Many have called for improving the completeness, accuracy, and ease of use of the records surrounding boat propeller accidents.
Those seeking to prevent or mitigate propeller accidents are generally forced to rely upon the U.S. Coast Guard (USCG) Annual Boating Statistics report for propeller accident frequency data. For example, we covered the release of the 2011 Boating Statistics. We post propeller accident frequency data from the annual Boating Statistics reports from the last several years on our Propeller Accident Statistics page.
USCG recognizes not all accidents are reported in BARD, but claims almost all of the fatalities are reported. USCG claims the more serious the accident, the more likely it is to be reported. The boating industry says most propeller accidents are serious, USCG says the more serious the accident the more likely it is to be reported, so most propeller accidents are reported.

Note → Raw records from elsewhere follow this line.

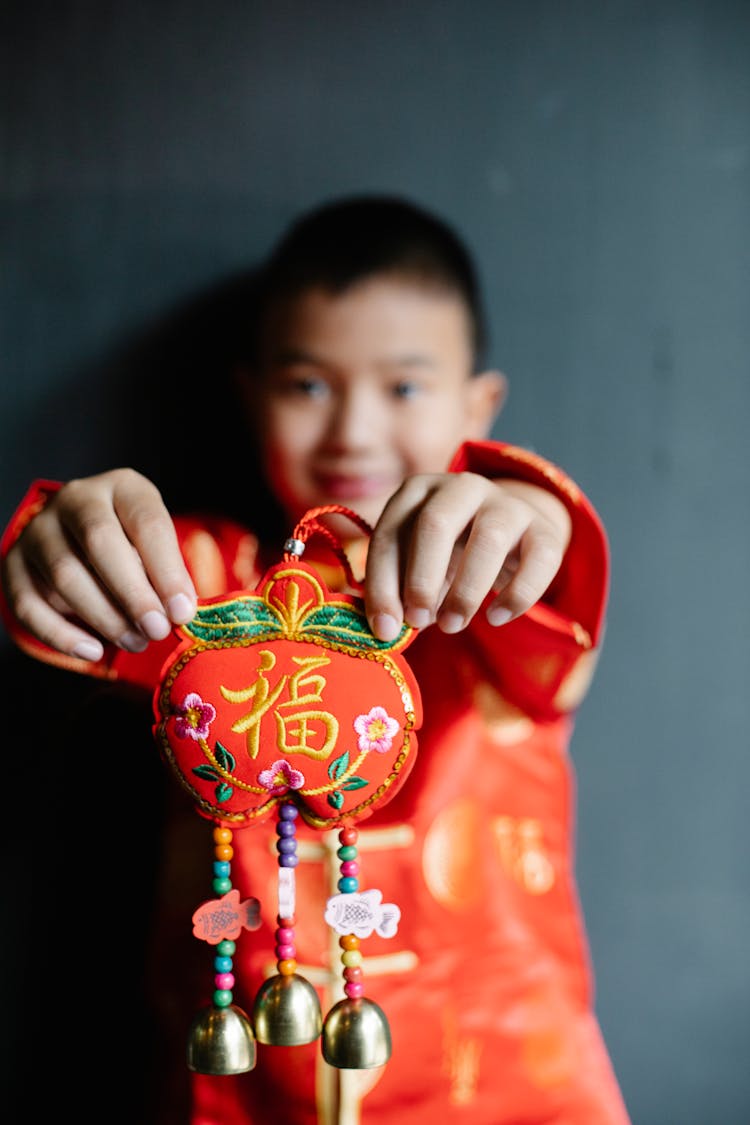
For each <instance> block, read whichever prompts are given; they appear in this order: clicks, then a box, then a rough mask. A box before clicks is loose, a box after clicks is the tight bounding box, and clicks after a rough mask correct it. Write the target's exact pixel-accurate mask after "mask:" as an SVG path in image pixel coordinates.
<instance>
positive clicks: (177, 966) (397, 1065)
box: [3, 442, 629, 1125]
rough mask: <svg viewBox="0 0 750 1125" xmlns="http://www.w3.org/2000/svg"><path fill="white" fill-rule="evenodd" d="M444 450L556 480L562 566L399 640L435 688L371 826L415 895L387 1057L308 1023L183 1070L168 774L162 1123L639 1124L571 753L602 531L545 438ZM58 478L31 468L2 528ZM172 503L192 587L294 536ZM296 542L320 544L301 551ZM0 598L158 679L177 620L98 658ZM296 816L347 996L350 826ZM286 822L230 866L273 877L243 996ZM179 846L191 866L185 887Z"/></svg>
mask: <svg viewBox="0 0 750 1125" xmlns="http://www.w3.org/2000/svg"><path fill="white" fill-rule="evenodd" d="M451 470H452V471H462V470H469V471H472V472H479V474H482V475H485V476H489V477H495V478H516V479H523V480H526V481H530V483H532V484H535V485H541V486H542V487H544V488H548V489H549V490H551V492H553V493H554V494H555V495H557V496H559V497H560V498H561V499H562V501H563V502H564V504H566V505H567V507H568V510H569V512H570V515H571V517H572V537H571V542H570V546H569V549H568V551H567V553H566V558H564V561H563V564H562V567H561V569H560V571H559V574H558V576H557V577H555V579H554V582H553V583H552V585H551V587H550V588H549V591H548V592H546V594H545V595H544V597H543V598H542V601H540V602H539V603H537V604H536V605H534V606H533V607H532V609H531V610H528V612H527V613H525V614H524V615H523V616H522V618H519V619H517V620H515V621H513V622H510V623H509V624H507V625H504V627H501V628H491V627H490V625H489V624H488V623H487V622H486V620H485V616H484V613H481V612H480V613H478V614H477V615H476V618H475V620H473V621H472V622H471V624H470V627H469V628H468V629H466V630H464V631H462V632H460V633H458V634H453V636H449V634H444V633H442V632H441V631H440V630H437V629H430V630H427V631H426V632H425V633H423V634H421V636H418V637H417V638H416V640H415V641H414V643H413V645H412V647H410V648H409V650H408V652H407V654H406V659H407V663H408V664H409V665H410V666H412V668H413V670H414V673H415V676H416V679H417V682H418V684H419V688H421V692H422V700H423V710H424V721H423V726H422V729H421V731H419V732H418V754H417V758H416V763H415V765H414V767H413V771H412V774H410V775H409V777H408V780H407V781H406V783H405V784H404V786H403V787H401V789H400V791H399V792H398V793H397V795H396V796H395V798H394V800H392V801H390V803H388V804H387V805H386V807H385V808H382V809H379V810H378V811H377V813H376V814H374V816H373V817H372V818H371V819H368V820H367V821H365V822H364V823H362V825H360V826H359V828H360V836H359V853H360V855H359V858H360V862H361V885H362V886H363V888H364V886H368V888H378V889H380V890H381V891H382V894H383V898H385V899H386V901H389V902H396V903H397V904H398V906H399V907H400V910H401V920H400V925H399V928H398V933H397V935H396V936H395V937H394V938H391V939H390V940H386V939H383V938H380V937H378V936H377V935H372V936H371V937H369V938H368V939H367V940H365V942H364V943H363V948H362V952H363V954H364V961H363V970H364V981H365V993H367V996H368V997H370V998H371V999H372V1000H374V1001H376V1002H377V1003H378V1005H379V1006H380V1007H381V1008H382V1009H383V1011H385V1012H386V1015H387V1018H388V1023H389V1025H390V1030H391V1037H392V1055H391V1057H390V1060H389V1062H388V1063H387V1064H386V1065H385V1066H383V1068H379V1069H377V1070H365V1071H347V1070H336V1069H334V1068H332V1066H329V1065H328V1064H327V1063H325V1062H324V1060H323V1056H322V1052H320V1045H319V1043H318V1042H315V1043H313V1044H309V1045H306V1046H295V1047H286V1046H284V1047H270V1046H264V1045H259V1048H257V1064H256V1066H255V1069H254V1070H252V1071H250V1072H247V1073H244V1074H240V1075H232V1077H209V1075H204V1074H192V1073H190V1072H189V1071H188V1069H187V1065H186V1064H184V1047H183V1045H184V1042H186V1035H187V1028H188V1026H189V1023H190V1019H191V1018H192V1015H193V1014H195V1011H196V1010H197V1008H198V1006H200V1005H204V1003H207V1002H208V1001H209V999H210V988H211V974H210V971H209V967H210V966H209V958H207V957H206V955H205V947H201V943H198V942H196V940H195V938H192V936H191V934H190V913H191V911H192V910H193V909H195V907H196V906H197V903H198V902H199V901H200V899H199V898H196V897H195V895H196V886H198V888H200V885H201V882H202V888H204V889H202V892H201V891H200V890H198V892H197V893H198V894H199V895H200V894H201V893H202V894H204V897H206V891H207V890H208V885H207V884H209V876H208V868H209V864H208V859H207V857H208V856H210V841H209V836H210V828H209V827H208V826H207V823H206V821H204V820H201V818H200V817H198V816H196V813H195V811H193V809H192V807H191V805H190V804H189V802H183V803H181V804H180V803H179V798H181V796H182V794H181V793H178V799H177V800H175V804H178V805H179V807H178V809H177V816H175V820H174V826H175V827H173V829H172V832H171V835H170V836H169V837H168V843H166V848H165V850H166V871H165V874H164V876H163V881H162V884H163V885H162V892H161V910H160V922H159V935H157V937H159V948H160V951H161V952H160V954H159V963H157V967H155V974H156V973H157V983H155V984H154V988H155V989H157V990H159V992H160V994H159V997H157V1003H159V1006H160V1007H161V1009H162V1012H161V1015H162V1017H163V1021H164V1025H165V1027H169V1029H168V1032H166V1033H165V1034H168V1035H169V1036H172V1037H173V1038H174V1042H175V1043H177V1045H178V1053H179V1061H178V1069H177V1071H175V1074H174V1078H173V1080H172V1081H173V1084H172V1087H171V1088H170V1090H171V1092H170V1093H169V1095H168V1097H166V1100H165V1105H164V1110H163V1114H161V1116H160V1117H159V1120H160V1122H164V1123H168V1122H170V1123H171V1122H175V1123H177V1122H179V1123H181V1125H187V1123H188V1122H190V1125H251V1123H252V1125H261V1123H262V1125H268V1123H269V1122H271V1120H273V1122H279V1123H283V1125H360V1123H361V1125H385V1123H389V1125H400V1123H403V1122H408V1123H409V1125H435V1123H436V1122H441V1123H445V1125H450V1123H464V1122H466V1123H471V1125H627V1122H629V1117H627V1113H626V1109H625V1107H624V1105H623V1099H622V1097H621V1093H620V1090H618V1087H617V1083H616V1079H615V1077H614V1074H613V1070H612V1066H611V1063H609V1059H608V1056H607V1052H606V1048H605V1046H604V1043H603V1038H602V1034H600V1030H599V1027H598V1024H597V1020H596V1017H595V1014H594V1010H593V990H591V976H590V965H589V957H588V949H587V944H586V936H585V929H584V925H582V919H581V911H580V907H579V902H578V898H577V891H576V883H575V870H573V868H575V856H573V846H572V840H573V818H575V792H573V777H572V769H571V763H570V760H569V756H568V744H569V739H570V736H571V731H572V726H573V714H575V710H576V708H577V706H578V704H579V703H580V701H581V699H582V696H584V694H585V692H586V688H587V686H588V683H589V679H590V675H591V673H593V668H594V663H595V659H596V651H597V646H598V643H599V640H600V636H602V629H603V621H604V612H605V606H606V597H607V584H608V556H607V543H606V538H605V533H604V530H603V528H602V524H600V522H599V520H598V517H597V515H596V513H595V512H594V510H593V507H591V505H590V503H589V502H588V501H587V498H586V497H585V496H584V495H582V494H581V493H580V490H579V489H578V487H577V486H576V485H575V484H573V483H572V481H571V480H570V479H569V478H568V477H567V476H566V475H564V474H563V472H562V471H560V470H559V469H558V468H557V467H554V466H553V465H551V463H549V462H548V461H544V460H543V459H542V458H540V457H537V456H536V454H533V453H530V452H526V451H524V450H521V449H518V448H515V447H512V445H507V444H503V443H495V442H472V443H467V444H466V445H463V447H462V448H461V449H460V450H459V452H458V453H457V456H455V458H454V459H453V462H452V465H451ZM55 487H57V486H56V485H54V484H52V483H44V481H42V483H37V485H35V486H34V488H33V489H31V490H30V492H29V494H28V495H27V497H26V499H25V502H24V504H22V505H21V507H20V508H19V511H18V512H17V514H16V516H15V517H13V520H12V522H11V524H10V526H9V528H8V530H7V532H6V535H4V540H3V550H7V549H8V547H9V546H10V543H11V542H12V541H15V539H16V537H17V535H18V534H19V533H20V531H21V530H22V528H24V526H25V524H26V522H28V520H29V519H30V516H31V515H33V514H34V513H35V512H36V511H38V510H39V506H40V505H43V504H44V503H45V499H46V496H47V495H48V493H49V492H51V490H53V489H54V488H55ZM175 523H177V528H178V533H179V538H180V543H181V547H182V551H183V553H184V558H186V560H187V564H188V567H189V569H190V571H191V574H192V577H193V580H195V583H196V588H197V591H198V593H199V596H201V597H214V596H217V595H219V594H224V593H227V592H231V591H236V589H241V588H249V587H254V586H255V584H256V582H257V580H259V578H260V577H261V575H262V574H263V573H264V569H265V567H266V566H268V564H269V562H272V561H275V560H277V559H278V558H280V551H281V544H277V547H275V550H274V552H273V553H272V555H271V556H270V558H268V559H265V558H261V550H260V548H259V542H257V539H256V538H255V537H254V535H253V534H252V533H250V532H249V531H246V530H245V529H243V528H240V526H237V525H236V524H234V523H229V522H227V521H223V520H211V519H201V520H198V519H182V517H179V519H178V520H177V521H175ZM264 546H265V544H264ZM266 549H268V547H266ZM305 560H306V561H308V562H313V564H315V559H314V557H310V552H307V553H306V557H305ZM319 567H320V571H322V573H324V571H325V575H324V576H325V580H326V583H327V584H328V586H331V587H333V586H334V582H335V577H336V573H335V568H334V567H331V566H328V567H327V568H326V566H325V562H324V561H323V560H320V562H319ZM4 612H6V621H7V625H8V629H9V631H10V633H11V636H12V637H13V638H15V640H16V641H17V643H18V645H19V646H20V647H21V648H22V649H25V650H26V651H27V652H30V654H31V655H34V656H36V657H39V658H40V659H43V660H46V661H48V663H55V664H57V665H61V666H63V667H66V668H70V669H74V670H80V672H83V673H88V674H90V675H94V676H101V677H106V678H109V679H119V681H125V682H128V683H133V684H138V685H142V686H143V687H144V688H147V690H148V691H150V692H153V688H154V686H155V685H156V683H157V682H159V678H160V673H161V669H162V666H163V663H164V660H165V659H166V658H168V657H169V655H170V652H171V651H172V650H173V648H174V645H175V638H168V639H166V640H165V641H162V642H160V643H151V645H150V646H148V649H147V650H146V651H145V652H144V654H142V655H137V656H135V655H132V654H127V652H123V651H120V650H119V649H115V648H114V647H112V648H110V649H108V650H107V652H106V656H105V659H103V660H102V661H101V663H99V664H96V665H93V664H89V663H87V661H83V660H78V659H73V658H71V657H64V656H61V655H60V654H55V652H53V651H52V650H49V649H46V648H45V647H44V646H42V645H39V642H37V641H36V640H35V639H34V638H33V637H30V636H29V634H27V633H25V632H24V631H22V630H21V629H20V628H19V627H18V623H17V622H15V621H13V620H12V619H11V618H10V615H9V613H8V611H7V607H6V611H4ZM144 737H148V732H147V731H146V732H144ZM175 792H177V790H175ZM298 838H299V865H298V867H297V872H296V883H297V931H296V945H297V962H298V966H299V972H300V973H301V974H302V975H304V976H306V978H307V979H308V980H309V981H310V982H311V983H313V984H314V985H315V987H316V989H317V990H318V991H319V996H320V1003H322V1009H323V1012H324V1015H325V1012H326V1011H327V1010H328V1009H329V1007H331V1006H332V1003H333V1002H335V1001H336V1000H337V999H340V998H341V996H342V994H343V993H342V991H341V983H342V982H341V965H340V953H341V951H340V948H338V944H337V935H336V934H335V933H334V931H333V930H331V929H329V928H328V927H327V926H326V924H325V921H324V909H325V902H326V899H327V897H328V895H331V894H332V893H334V892H335V883H336V876H337V873H338V867H337V858H336V849H337V847H338V840H337V832H336V831H327V832H319V831H318V832H316V831H315V830H313V829H310V828H306V827H305V826H300V830H299V836H298ZM273 843H274V840H273V839H272V832H270V831H269V830H268V828H264V827H263V826H255V827H250V828H247V829H245V830H242V831H235V834H234V840H233V844H234V859H233V880H234V884H235V886H237V888H238V889H240V890H241V891H242V894H243V897H245V895H255V897H256V898H257V899H260V901H261V910H262V913H263V915H264V921H263V924H262V926H261V928H260V929H257V930H255V931H254V933H252V934H244V935H243V936H242V939H240V940H238V942H237V951H236V955H235V958H234V974H235V979H236V985H235V992H234V996H235V1002H236V1003H237V1005H238V1006H240V1007H242V1008H244V1010H245V1011H251V1010H252V1006H253V998H254V996H255V994H256V992H257V989H259V987H260V985H261V983H262V981H263V980H264V979H265V978H266V976H268V975H269V974H271V973H273V972H274V971H275V966H274V957H273V928H274V922H275V918H274V915H275V907H274V901H275V899H274V895H275V880H277V874H278V866H277V856H275V852H274V848H273ZM188 868H190V871H191V872H192V877H193V880H196V879H197V883H196V885H195V886H193V885H190V886H186V885H184V884H186V872H187V871H188ZM196 872H197V875H196ZM188 881H189V880H188ZM187 943H188V944H189V943H192V944H191V945H190V949H191V951H192V952H191V953H190V952H188V954H187V955H186V956H187V960H186V958H183V957H182V952H180V951H182V949H183V948H184V947H186V944H187ZM155 979H156V978H155ZM188 1106H189V1108H188ZM170 1107H171V1108H170Z"/></svg>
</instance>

The individual accident reports behind USCG’s annual Boating Statistics report are themselves summarized in USCG’s annual Boating Accident Report Database (BARD).
When researchers are trying to determine the magnitude of a particular problem (such as boat propeller accidents), they first turn to USCG’s annual Boating Statistics report. Then to better understand the specifics of the individual accidents and if a particular device or process might have prevented or mitigated a particular accident, they turn to the individual accident reports in BARD.